Mars is still in the constellation of  Sagittarius, but enters the constellation of  Capricornius by the end of the week.

Morning sky on Sunday November 30 looking north as seen from Adelaide at 5:00 am ACDST.  Jupiter is above the north-east horizon. (click to embiggen).

Saturn is lost in the twilight.
Mercury  is ilost in the twilight.

 Jupiter  rises higher in the morning sky, and now is easy to see above the horizon before twilight. Jupiter is the brightest object above the northern horizon. It is now not far from the bright star Regulus in the sickle of Leo (this forms the head of the constellation of the  Lion).

It is now high enough for good telescopic observation before astronomical twilight.

Evening sky on Saturday November 29 looking south  as seen from Adelaide at 21:00 (9:00 pm) ACDST in South Australia. Comet C/2012 K1 PanSTARRS above Achernar.  Similar views will be seen elsewhere at the equivalent local time (click to embiggen).

Comet C/2012 K1 PanSTARRS is visible in the evening sky from around 8 pm. With the Moon gone from the evening sky. It has now faded to where it is no longer visible in binoculars, but is still visible in even small amateur scopes under dark sky conditions.

At magnitude 8.0 you will need to let your eyes adapt to darkness to see the comet clearly.

There are lots of interesting things in the sky to view with a telescope. Especially with Mars prominent in the early evening sky.  If you don't have a telescope, now is a good time to visit one of your local astronomical societies open nights or the local planetariums.
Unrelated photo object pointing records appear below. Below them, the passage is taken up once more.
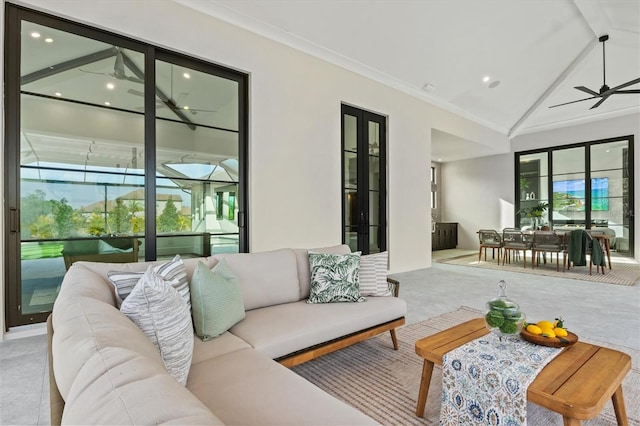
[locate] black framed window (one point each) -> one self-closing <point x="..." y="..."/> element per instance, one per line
<point x="116" y="151"/>
<point x="364" y="208"/>
<point x="585" y="185"/>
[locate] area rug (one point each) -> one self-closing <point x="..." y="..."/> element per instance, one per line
<point x="383" y="383"/>
<point x="621" y="273"/>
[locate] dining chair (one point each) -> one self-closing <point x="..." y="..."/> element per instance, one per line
<point x="489" y="238"/>
<point x="546" y="242"/>
<point x="581" y="245"/>
<point x="514" y="240"/>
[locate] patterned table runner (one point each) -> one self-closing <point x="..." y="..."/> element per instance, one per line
<point x="485" y="381"/>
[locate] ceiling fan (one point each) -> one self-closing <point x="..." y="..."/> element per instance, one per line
<point x="605" y="91"/>
<point x="118" y="69"/>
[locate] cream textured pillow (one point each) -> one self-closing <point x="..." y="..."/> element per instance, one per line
<point x="373" y="275"/>
<point x="334" y="278"/>
<point x="163" y="316"/>
<point x="173" y="271"/>
<point x="216" y="300"/>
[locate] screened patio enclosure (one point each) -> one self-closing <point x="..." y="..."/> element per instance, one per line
<point x="117" y="151"/>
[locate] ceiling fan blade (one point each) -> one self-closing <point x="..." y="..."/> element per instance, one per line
<point x="587" y="90"/>
<point x="573" y="102"/>
<point x="628" y="83"/>
<point x="134" y="79"/>
<point x="597" y="104"/>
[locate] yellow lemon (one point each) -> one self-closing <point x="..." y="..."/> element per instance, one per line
<point x="547" y="332"/>
<point x="560" y="332"/>
<point x="534" y="329"/>
<point x="545" y="324"/>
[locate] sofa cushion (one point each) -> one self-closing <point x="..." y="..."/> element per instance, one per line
<point x="247" y="388"/>
<point x="266" y="278"/>
<point x="280" y="330"/>
<point x="173" y="271"/>
<point x="334" y="278"/>
<point x="302" y="262"/>
<point x="223" y="344"/>
<point x="216" y="300"/>
<point x="117" y="386"/>
<point x="373" y="275"/>
<point x="163" y="316"/>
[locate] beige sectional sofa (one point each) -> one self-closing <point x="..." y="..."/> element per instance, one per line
<point x="106" y="371"/>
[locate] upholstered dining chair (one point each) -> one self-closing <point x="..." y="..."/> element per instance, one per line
<point x="513" y="240"/>
<point x="546" y="242"/>
<point x="489" y="238"/>
<point x="579" y="245"/>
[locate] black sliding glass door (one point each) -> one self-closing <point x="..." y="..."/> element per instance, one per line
<point x="116" y="151"/>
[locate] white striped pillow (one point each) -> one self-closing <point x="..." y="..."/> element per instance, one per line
<point x="162" y="315"/>
<point x="373" y="275"/>
<point x="173" y="271"/>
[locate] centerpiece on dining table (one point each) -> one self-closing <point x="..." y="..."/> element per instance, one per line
<point x="503" y="316"/>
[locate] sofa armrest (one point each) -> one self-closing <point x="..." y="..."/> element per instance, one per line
<point x="394" y="286"/>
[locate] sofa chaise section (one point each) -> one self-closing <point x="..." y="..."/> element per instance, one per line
<point x="106" y="371"/>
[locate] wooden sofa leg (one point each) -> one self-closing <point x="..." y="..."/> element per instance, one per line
<point x="394" y="339"/>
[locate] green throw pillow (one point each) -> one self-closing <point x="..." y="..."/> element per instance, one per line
<point x="216" y="300"/>
<point x="334" y="278"/>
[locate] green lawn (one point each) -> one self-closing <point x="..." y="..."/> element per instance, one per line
<point x="31" y="251"/>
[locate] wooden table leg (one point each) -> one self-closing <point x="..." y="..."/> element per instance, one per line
<point x="618" y="407"/>
<point x="607" y="248"/>
<point x="568" y="421"/>
<point x="427" y="370"/>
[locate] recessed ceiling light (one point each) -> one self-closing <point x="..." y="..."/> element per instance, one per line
<point x="428" y="87"/>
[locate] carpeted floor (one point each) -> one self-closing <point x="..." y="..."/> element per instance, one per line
<point x="383" y="383"/>
<point x="621" y="273"/>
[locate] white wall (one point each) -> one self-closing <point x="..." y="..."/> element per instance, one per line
<point x="478" y="194"/>
<point x="295" y="126"/>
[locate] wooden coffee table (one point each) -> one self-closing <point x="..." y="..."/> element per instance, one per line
<point x="576" y="384"/>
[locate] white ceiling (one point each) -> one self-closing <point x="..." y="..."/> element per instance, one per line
<point x="538" y="51"/>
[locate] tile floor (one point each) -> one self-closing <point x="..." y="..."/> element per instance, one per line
<point x="586" y="306"/>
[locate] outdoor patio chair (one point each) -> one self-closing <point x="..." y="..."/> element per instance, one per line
<point x="546" y="242"/>
<point x="489" y="238"/>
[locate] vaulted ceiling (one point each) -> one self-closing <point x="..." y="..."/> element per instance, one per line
<point x="501" y="63"/>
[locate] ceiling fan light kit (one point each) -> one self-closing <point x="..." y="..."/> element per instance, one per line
<point x="605" y="91"/>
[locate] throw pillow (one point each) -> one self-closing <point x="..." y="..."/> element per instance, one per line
<point x="163" y="316"/>
<point x="373" y="275"/>
<point x="216" y="300"/>
<point x="334" y="278"/>
<point x="173" y="271"/>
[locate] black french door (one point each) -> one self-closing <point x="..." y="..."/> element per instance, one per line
<point x="364" y="206"/>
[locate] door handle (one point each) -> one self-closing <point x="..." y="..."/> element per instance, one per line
<point x="14" y="220"/>
<point x="362" y="224"/>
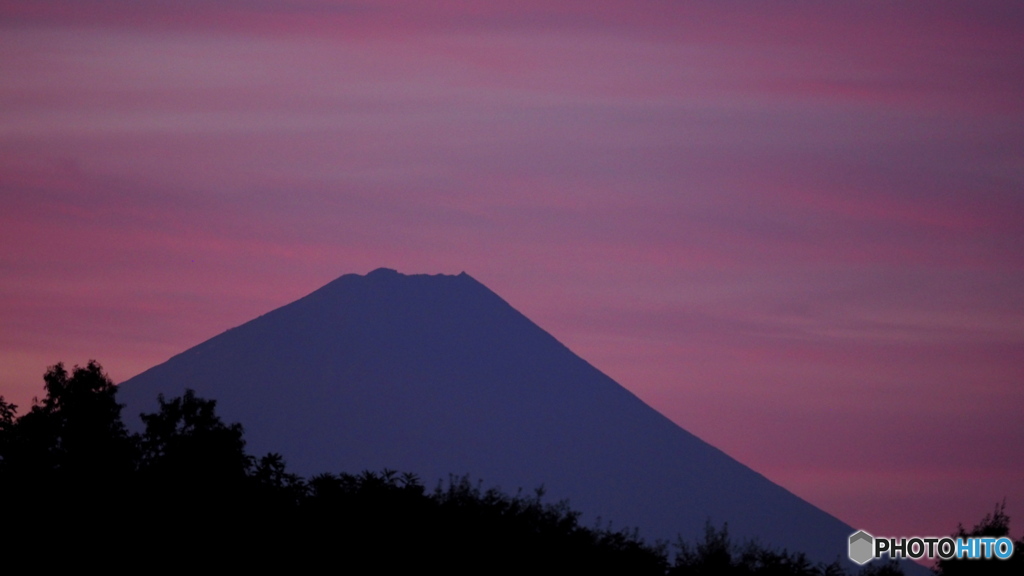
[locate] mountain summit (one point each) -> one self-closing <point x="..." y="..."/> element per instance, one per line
<point x="438" y="375"/>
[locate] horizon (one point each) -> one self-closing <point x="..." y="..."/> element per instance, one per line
<point x="781" y="227"/>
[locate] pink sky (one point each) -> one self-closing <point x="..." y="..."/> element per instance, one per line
<point x="796" y="229"/>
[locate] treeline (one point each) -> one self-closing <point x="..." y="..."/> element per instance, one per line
<point x="78" y="489"/>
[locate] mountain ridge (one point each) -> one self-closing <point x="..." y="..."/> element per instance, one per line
<point x="438" y="375"/>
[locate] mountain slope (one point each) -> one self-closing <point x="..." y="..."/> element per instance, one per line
<point x="438" y="375"/>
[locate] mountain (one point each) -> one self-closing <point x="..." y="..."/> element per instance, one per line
<point x="438" y="375"/>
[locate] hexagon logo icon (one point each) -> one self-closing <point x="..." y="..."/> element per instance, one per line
<point x="860" y="546"/>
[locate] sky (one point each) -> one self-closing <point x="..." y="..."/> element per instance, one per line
<point x="796" y="228"/>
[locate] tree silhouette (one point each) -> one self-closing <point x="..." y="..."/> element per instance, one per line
<point x="996" y="525"/>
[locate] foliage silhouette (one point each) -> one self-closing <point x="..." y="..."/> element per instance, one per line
<point x="184" y="493"/>
<point x="995" y="524"/>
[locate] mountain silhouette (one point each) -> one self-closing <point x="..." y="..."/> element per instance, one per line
<point x="438" y="375"/>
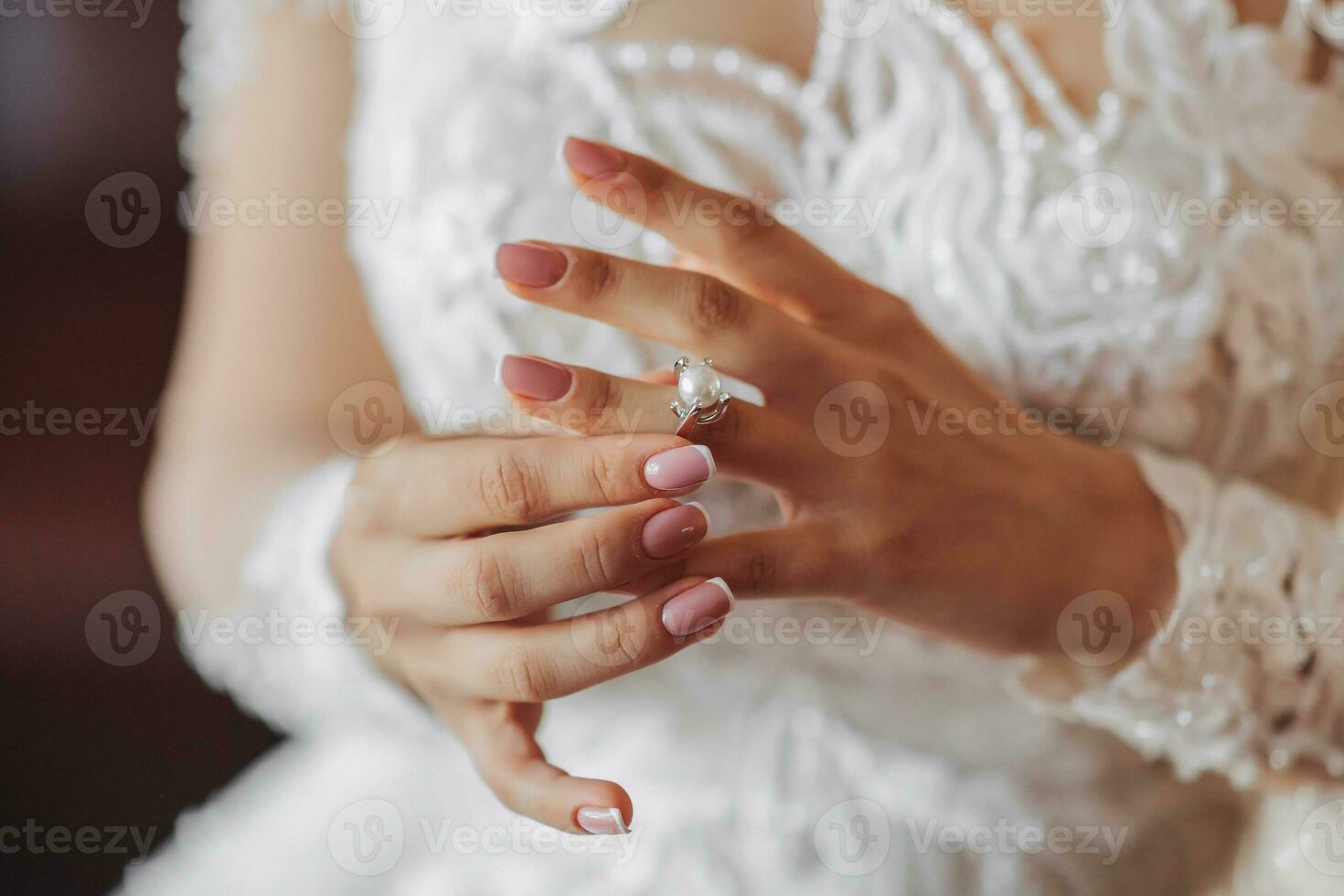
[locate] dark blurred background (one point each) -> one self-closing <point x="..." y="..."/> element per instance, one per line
<point x="86" y="325"/>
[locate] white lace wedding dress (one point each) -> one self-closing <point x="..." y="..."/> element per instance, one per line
<point x="1210" y="335"/>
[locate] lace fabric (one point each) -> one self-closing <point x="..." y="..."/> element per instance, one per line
<point x="1201" y="337"/>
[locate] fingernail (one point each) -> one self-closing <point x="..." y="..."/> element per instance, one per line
<point x="595" y="819"/>
<point x="675" y="529"/>
<point x="698" y="609"/>
<point x="592" y="159"/>
<point x="529" y="265"/>
<point x="534" y="378"/>
<point x="679" y="468"/>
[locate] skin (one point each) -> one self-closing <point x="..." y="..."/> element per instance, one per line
<point x="940" y="521"/>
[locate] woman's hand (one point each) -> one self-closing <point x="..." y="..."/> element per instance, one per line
<point x="984" y="536"/>
<point x="474" y="641"/>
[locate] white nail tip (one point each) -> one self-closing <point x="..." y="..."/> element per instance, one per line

Printable PDF maps of the Eastern sky at 10 pm AEST, Western sky at 10 pm AEST. For further details and more information on what's up in the sky, see Southern Skywatch.

Cloud cover predictions can be found at SkippySky.


I was lucky enough to see a spectacular comet (?) at 1am Sunday 30 November in canberra looking west. The moon was setting and had a red glow to it. And then without warning a bright light appeared and trailed diagonally (N-S) towards the horizon. As it grew bigger it turned from a white/golden glow to a stunning bright green. It then faded out.

This piqued my curiosity and I would love to know more about what I saw!